In writing about “non-reasoning” members of the GOP/Tea Party, Schaffernoted:

Reason-based Americans need to address non reasoning America on its own terms. Those terms are about something that makes many reason-based people feel uncomfortable: religion. The real issue facing us in a threatened shutdown isn’t government or economics. The real issue is what it’s always been in America since our founding: religious delusion, and the search in all the wrong places for philosophical presuppositions that give our lives meaning.


In another post, he writes:

Face it, church and state are no longer separated. They’ve been folded into one deadly destructive, economy-threatening entity by the Republicans. It’s time to stop being any less forcefully truth-telling about religion than we are about politics. They are one and the same. The shutdown is a slow motion religious extremist attack on America no less deadly that a suicide vest attack.

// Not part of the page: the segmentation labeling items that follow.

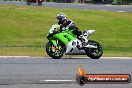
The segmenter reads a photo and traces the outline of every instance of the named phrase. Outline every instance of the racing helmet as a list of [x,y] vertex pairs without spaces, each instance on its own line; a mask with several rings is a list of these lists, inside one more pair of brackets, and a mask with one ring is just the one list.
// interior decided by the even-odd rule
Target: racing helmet
[[63,22],[66,20],[66,15],[63,14],[63,13],[60,13],[60,14],[57,15],[56,19],[57,19],[57,23],[59,25],[63,24]]

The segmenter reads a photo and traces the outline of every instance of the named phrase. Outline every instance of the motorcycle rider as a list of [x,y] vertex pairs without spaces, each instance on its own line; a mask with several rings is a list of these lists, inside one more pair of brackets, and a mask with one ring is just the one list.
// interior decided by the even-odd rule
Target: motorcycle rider
[[[87,39],[81,37],[82,32],[79,30],[79,28],[75,26],[72,20],[68,20],[65,14],[63,13],[58,14],[56,19],[57,19],[57,23],[60,25],[60,31],[72,29],[73,33],[77,35],[77,38],[81,40],[83,44],[87,42]],[[77,45],[77,47],[81,49],[82,46]],[[68,52],[68,50],[66,52]]]

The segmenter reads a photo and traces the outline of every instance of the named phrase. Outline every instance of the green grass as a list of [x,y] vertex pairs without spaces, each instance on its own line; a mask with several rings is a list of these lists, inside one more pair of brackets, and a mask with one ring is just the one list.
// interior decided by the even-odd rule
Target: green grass
[[[132,13],[0,5],[0,55],[45,56],[46,35],[65,13],[104,48],[104,56],[132,56]],[[47,55],[46,55],[47,56]]]

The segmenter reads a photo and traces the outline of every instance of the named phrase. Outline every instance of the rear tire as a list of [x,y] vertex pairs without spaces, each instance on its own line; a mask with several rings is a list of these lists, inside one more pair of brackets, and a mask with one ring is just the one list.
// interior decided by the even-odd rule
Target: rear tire
[[[47,43],[47,45],[46,45],[46,52],[47,52],[47,54],[50,57],[54,58],[54,59],[61,58],[63,56],[63,54],[64,54],[64,48],[61,47],[61,50],[58,50],[57,52],[53,52],[52,51],[52,46],[53,46],[53,44],[51,42]],[[60,46],[60,45],[58,45],[58,46]]]
[[97,49],[86,48],[85,49],[86,55],[92,59],[99,59],[103,54],[103,49],[101,45],[98,42],[93,41],[93,40],[89,40],[88,44],[97,46]]

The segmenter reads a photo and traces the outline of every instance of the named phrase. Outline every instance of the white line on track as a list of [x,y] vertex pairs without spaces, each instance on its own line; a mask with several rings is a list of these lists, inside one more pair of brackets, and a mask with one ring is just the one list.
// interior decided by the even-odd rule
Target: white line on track
[[[50,58],[50,57],[31,57],[31,56],[0,56],[0,58]],[[89,58],[89,57],[75,57],[67,56],[62,58]],[[132,59],[132,57],[101,57],[100,59]]]

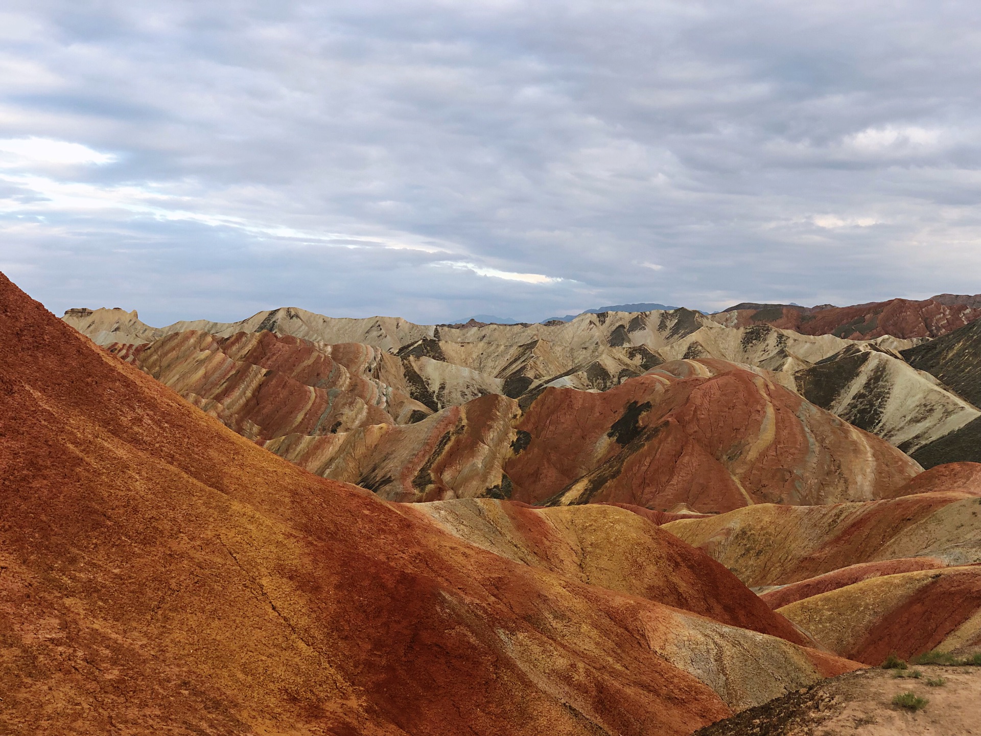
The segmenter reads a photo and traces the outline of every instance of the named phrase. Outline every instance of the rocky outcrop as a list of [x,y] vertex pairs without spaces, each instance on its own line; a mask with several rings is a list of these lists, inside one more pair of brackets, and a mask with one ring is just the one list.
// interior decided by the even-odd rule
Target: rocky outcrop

In writing about Rousas Rushdoony, a leader of what some call Reconstructionist theology, Schaeffer notes that:

Until Rushdoony…..began writing in the 1960s, most American fundamentalists didn’t try to apply biblical laws about capital punishment for homosexuality to the United States. Even the most conservative Evangelicals said they were “New Testament Christians.” In other words, they believed that after the coming of Jesus, the harsher bits of the Bible had been (at least to some extent) transformed by the “New Covenant” of Jesus’ “Law of Love.” By contrast, the leaders of Reconstructionism believed that Old Testament teachings—on everything from capital punishment for gays to the virtues of child-beating—were still valid because they were the inerrant Word and Will of God and therefore should be enforced. Not only that, they said that biblical law should be imposed even on nonbelievers. 

Schaeffer laments that ongoing media coverage of the government shutdown still lacks attention to religion. He offersa reason why:

The reason we don’t get the straight story from the media is because of undue respect for religion on the one hand and a refusal to believe that religion is still so important on the other hand. Deference waits upon scorn. And between these two attitudes the real story gets ignored. But if you listen to what’s said, it’s all cast in terms that anyone in the evangelical world, or raised there, will recognize.

He further writes in the same post,

The media have been analyzing the shutdown but largely ducking the truth. Until the media expose the beliefs of the religious extremist as the root cause of the shutdown nothing can change. Want to know why the Tea Party folks seem to take it on faith they’re right and the polls are wrong? They have been trained by their churches and pastors to ignore facts and trust their “
hearts.” From global warming denial, to accepting Jesus as their personal savior no fact need apply, it’s all about trusting a web of myth, feeling and bigotry over anything that can be argued.

I have been saying and writing all along that an understanding of religion is paramount in understand not only the shutdown, but also GOP/Tea Party (non) governance. One cannot understand the erratic and heartless cutting of SNAP benefits, the theological cognitive dissonance that many Evangelical Christians displayed in supporting a devout Mormon, Mitt Romney, or the response and (non) action after ANY mass gun murder without understanding how (toxic) faith and religion plays a role. In short, for folks who claim a faith tradition and elected to public office, how they proclaim and promote their faith in public shows us how they will perform their faith while in office. Moreover, as we are discovering folks who have narrow, narcissistic and nativist faith, makes for some bad elected officials.